When he dropped her off, she asked to be left just before the platform.
“You sure? These bags look heavy, lady.”
Like you might help.
“I have friends meeting me.”
“Whatever.”
She paid him his money, and he drove off, leaving Charlotte to drag the bags into the high grass along the side of the lot. There wasn’t a soul in sight. Nor would there be. There was no train till morning. She walked three blocks until she finally reached Tally’s used-car lot. She found the ’86 Jaguar she had purchased with two thousand dollars in cash the day before.
The old inspection sticker was still on the front window, and it would stay there. She only needed license plates and the good luck of not being pulled over by a state trooper. If she were pulled over, it would reveal that the sticker and plates did not match.
The keys were exactly where she had asked for them to be: under the passenger’s floor mat. She drove back to the train station and found her luggage untouched in the weeds. She had no clothes or shoes or soap or snacks, just a medallion she rescued from her mother’s jewelry box, and every CD Tony Bennett had ever recorded. Charlotte loved Tony Bennett.
And of course, she had money. Lots of it. Two million dollars, in fact.
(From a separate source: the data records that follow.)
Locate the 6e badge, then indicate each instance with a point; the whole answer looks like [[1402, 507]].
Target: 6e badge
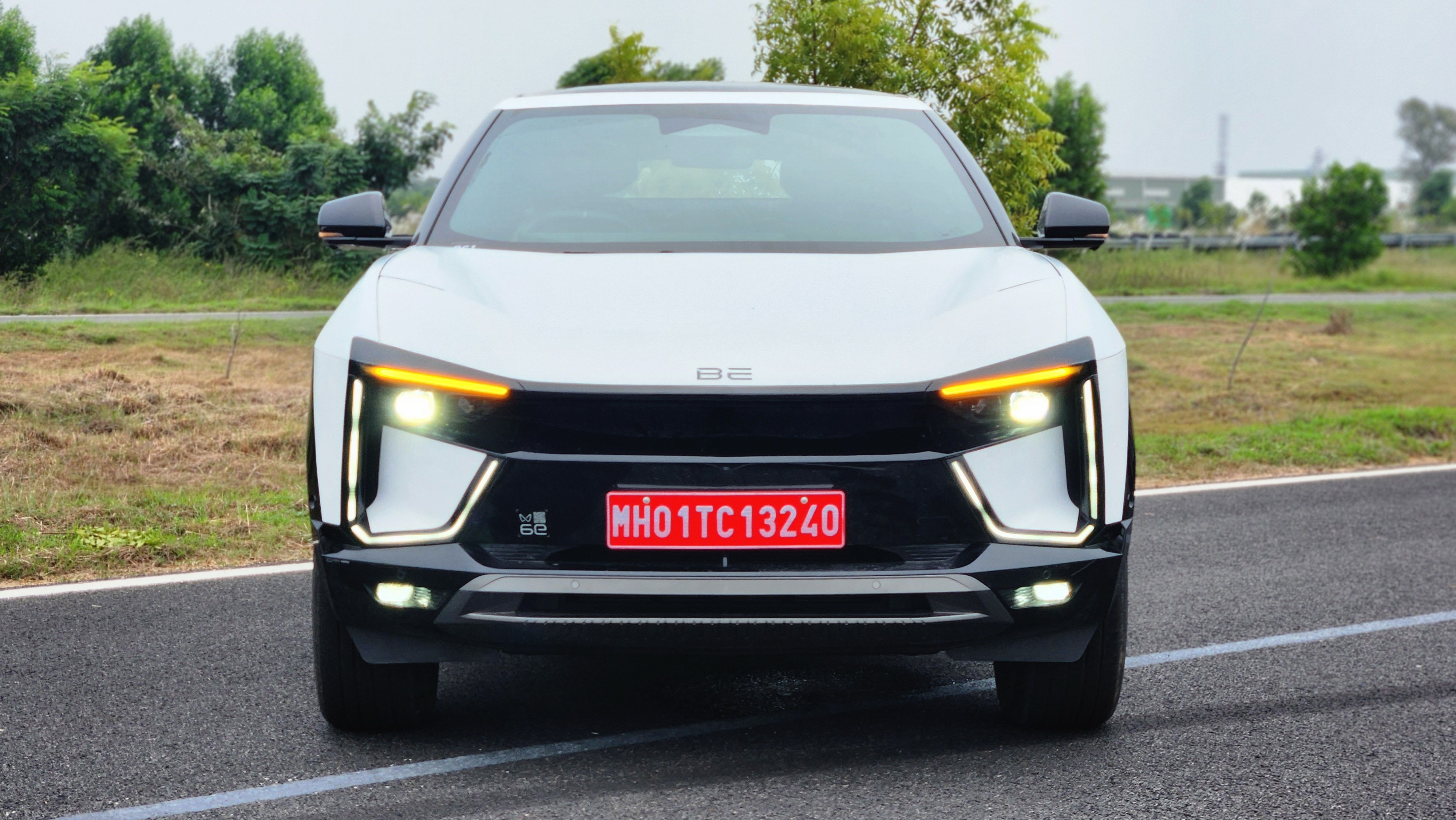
[[534, 524]]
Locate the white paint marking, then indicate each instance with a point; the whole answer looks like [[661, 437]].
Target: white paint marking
[[1292, 480], [154, 580], [304, 567], [407, 771]]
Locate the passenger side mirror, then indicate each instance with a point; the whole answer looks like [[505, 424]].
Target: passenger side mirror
[[359, 221], [1069, 222]]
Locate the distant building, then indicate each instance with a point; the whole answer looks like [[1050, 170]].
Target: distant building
[[1141, 193]]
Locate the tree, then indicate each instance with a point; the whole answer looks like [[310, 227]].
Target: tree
[[1339, 219], [1078, 117], [267, 84], [398, 145], [628, 60], [146, 71], [17, 44], [1431, 138], [1433, 194], [60, 165], [975, 62]]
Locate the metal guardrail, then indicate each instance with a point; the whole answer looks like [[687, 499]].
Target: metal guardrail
[[1270, 243]]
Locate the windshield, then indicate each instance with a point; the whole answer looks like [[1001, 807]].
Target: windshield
[[714, 178]]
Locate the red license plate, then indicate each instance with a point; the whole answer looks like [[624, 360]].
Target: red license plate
[[775, 519]]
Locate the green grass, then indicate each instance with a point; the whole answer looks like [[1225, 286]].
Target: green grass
[[1380, 436], [151, 531], [124, 280], [1132, 273], [178, 337]]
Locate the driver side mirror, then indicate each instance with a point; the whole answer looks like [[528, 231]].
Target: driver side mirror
[[1069, 222], [359, 221]]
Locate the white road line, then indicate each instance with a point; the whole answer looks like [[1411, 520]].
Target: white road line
[[1281, 481], [305, 566], [152, 580], [408, 771]]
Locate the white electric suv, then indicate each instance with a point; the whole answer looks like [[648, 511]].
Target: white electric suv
[[719, 369]]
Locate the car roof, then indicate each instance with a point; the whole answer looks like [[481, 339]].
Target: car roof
[[711, 92]]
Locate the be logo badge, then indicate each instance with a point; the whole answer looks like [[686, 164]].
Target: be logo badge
[[534, 524]]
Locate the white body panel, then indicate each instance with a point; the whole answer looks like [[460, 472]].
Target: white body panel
[[653, 320], [796, 320]]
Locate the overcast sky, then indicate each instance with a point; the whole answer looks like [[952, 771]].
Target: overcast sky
[[1294, 75]]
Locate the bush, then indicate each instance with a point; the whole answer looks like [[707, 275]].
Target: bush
[[1339, 219]]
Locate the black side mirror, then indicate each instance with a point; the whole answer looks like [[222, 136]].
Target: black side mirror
[[359, 221], [1069, 222]]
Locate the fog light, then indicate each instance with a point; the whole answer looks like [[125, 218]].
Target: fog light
[[1043, 594], [404, 596], [416, 407], [1029, 407]]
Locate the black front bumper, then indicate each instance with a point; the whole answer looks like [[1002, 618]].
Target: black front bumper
[[963, 611]]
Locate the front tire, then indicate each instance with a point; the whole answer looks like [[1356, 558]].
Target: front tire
[[362, 697], [1080, 695]]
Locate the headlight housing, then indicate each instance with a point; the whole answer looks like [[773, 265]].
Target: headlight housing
[[427, 404], [1032, 403]]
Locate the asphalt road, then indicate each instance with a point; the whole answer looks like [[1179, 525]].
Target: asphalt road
[[1170, 299], [142, 695]]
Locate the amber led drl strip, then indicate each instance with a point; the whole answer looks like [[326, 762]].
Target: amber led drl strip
[[1005, 382], [451, 384], [353, 509]]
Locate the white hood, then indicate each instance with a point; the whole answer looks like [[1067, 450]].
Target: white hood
[[656, 320]]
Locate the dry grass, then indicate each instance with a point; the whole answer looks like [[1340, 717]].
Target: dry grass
[[126, 451], [117, 279], [1385, 356], [1315, 390], [1249, 272]]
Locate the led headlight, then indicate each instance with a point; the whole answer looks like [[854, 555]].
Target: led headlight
[[416, 407], [1029, 407]]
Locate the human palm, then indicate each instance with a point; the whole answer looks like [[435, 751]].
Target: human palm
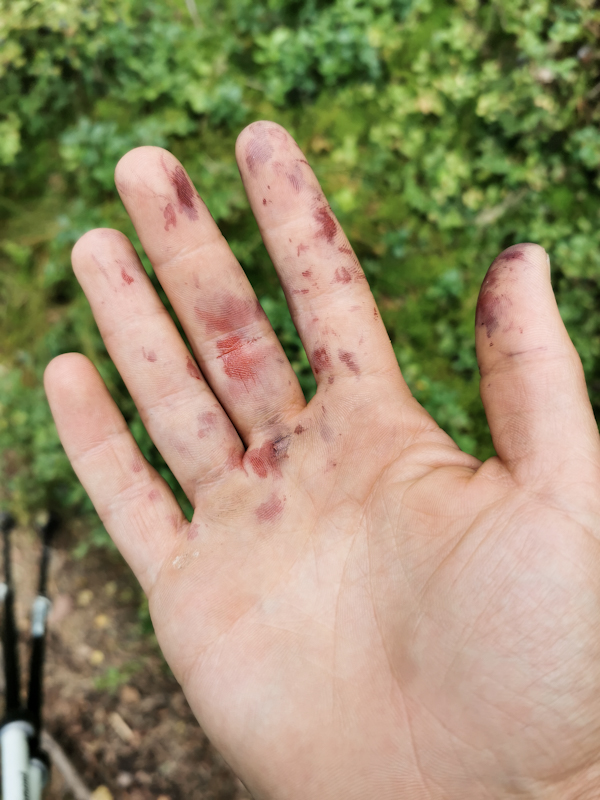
[[358, 609]]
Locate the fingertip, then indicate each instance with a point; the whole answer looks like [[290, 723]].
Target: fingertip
[[94, 240], [138, 156], [258, 142]]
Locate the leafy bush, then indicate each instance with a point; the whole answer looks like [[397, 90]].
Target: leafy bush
[[441, 131]]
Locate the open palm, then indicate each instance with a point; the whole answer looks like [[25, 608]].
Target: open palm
[[358, 609]]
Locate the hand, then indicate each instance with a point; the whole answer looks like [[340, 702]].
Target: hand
[[358, 609]]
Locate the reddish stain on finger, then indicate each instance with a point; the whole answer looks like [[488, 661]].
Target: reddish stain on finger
[[207, 422], [491, 309], [126, 277], [229, 313], [239, 360], [341, 275], [321, 360], [186, 194], [149, 355], [349, 360], [192, 369], [234, 460], [295, 181], [170, 218], [271, 509], [327, 225]]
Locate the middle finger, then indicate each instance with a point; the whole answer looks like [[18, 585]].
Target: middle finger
[[232, 339]]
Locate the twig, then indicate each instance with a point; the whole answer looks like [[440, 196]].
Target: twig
[[59, 758]]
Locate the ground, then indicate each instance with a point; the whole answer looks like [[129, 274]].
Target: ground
[[111, 702]]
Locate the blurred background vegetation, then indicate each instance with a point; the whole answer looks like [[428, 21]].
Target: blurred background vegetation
[[442, 131]]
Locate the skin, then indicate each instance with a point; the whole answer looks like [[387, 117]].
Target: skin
[[358, 609]]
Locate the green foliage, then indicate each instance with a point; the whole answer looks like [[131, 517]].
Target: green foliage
[[442, 131]]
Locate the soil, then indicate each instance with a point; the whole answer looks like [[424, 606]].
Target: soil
[[111, 702]]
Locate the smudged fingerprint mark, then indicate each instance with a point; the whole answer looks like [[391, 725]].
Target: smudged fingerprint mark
[[349, 360], [238, 361], [170, 218], [207, 422], [186, 194], [258, 152], [192, 369], [182, 561], [231, 313], [328, 228], [321, 360], [271, 509], [341, 275]]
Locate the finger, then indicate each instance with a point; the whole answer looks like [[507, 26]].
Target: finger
[[329, 298], [532, 382], [179, 410], [233, 341], [134, 503]]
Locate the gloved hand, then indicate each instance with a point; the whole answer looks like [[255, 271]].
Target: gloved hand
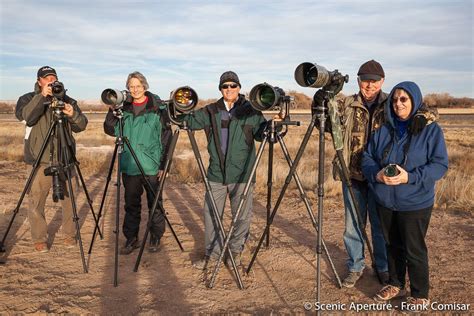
[[318, 99], [418, 122]]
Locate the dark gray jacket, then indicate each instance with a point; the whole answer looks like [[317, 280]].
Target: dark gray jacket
[[34, 110]]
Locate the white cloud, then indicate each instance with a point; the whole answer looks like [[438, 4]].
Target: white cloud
[[95, 45]]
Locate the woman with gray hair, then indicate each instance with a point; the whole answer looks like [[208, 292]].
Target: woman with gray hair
[[145, 124]]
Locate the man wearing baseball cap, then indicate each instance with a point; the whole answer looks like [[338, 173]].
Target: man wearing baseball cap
[[231, 126], [33, 109]]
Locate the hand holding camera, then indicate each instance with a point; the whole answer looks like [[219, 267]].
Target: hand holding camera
[[392, 174]]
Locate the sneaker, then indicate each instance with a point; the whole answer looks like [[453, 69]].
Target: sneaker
[[130, 245], [69, 242], [204, 263], [385, 276], [420, 304], [387, 293], [351, 279], [154, 245], [236, 256], [41, 247]]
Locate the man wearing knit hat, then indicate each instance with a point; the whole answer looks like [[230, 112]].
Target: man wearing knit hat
[[362, 113], [231, 126]]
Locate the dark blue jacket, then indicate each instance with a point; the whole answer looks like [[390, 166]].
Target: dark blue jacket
[[423, 156]]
And then she drove off. But not to Florida.
Who would go there?
she thought.
It’s so humid.
There was, however, one place she had wanted to see before she died: Hollywood, California. Both she and MaryAnn had girlhood dreams of going to Hollywood and would muse endlessly about all the romance they were sure to find there.
“Imagine us in Hollywood!” MaryAnn would exclaim. “I would be quite famous and have a chauffeur drive me wherever I wanted to go.”
“And where would you go?” Charlotte would inquire.
“Disneyland, of course.”
“Yes, of course. And I will be famous, too,” Charlotte vowed. “I will be a famous actress and sign autographs when I have time.”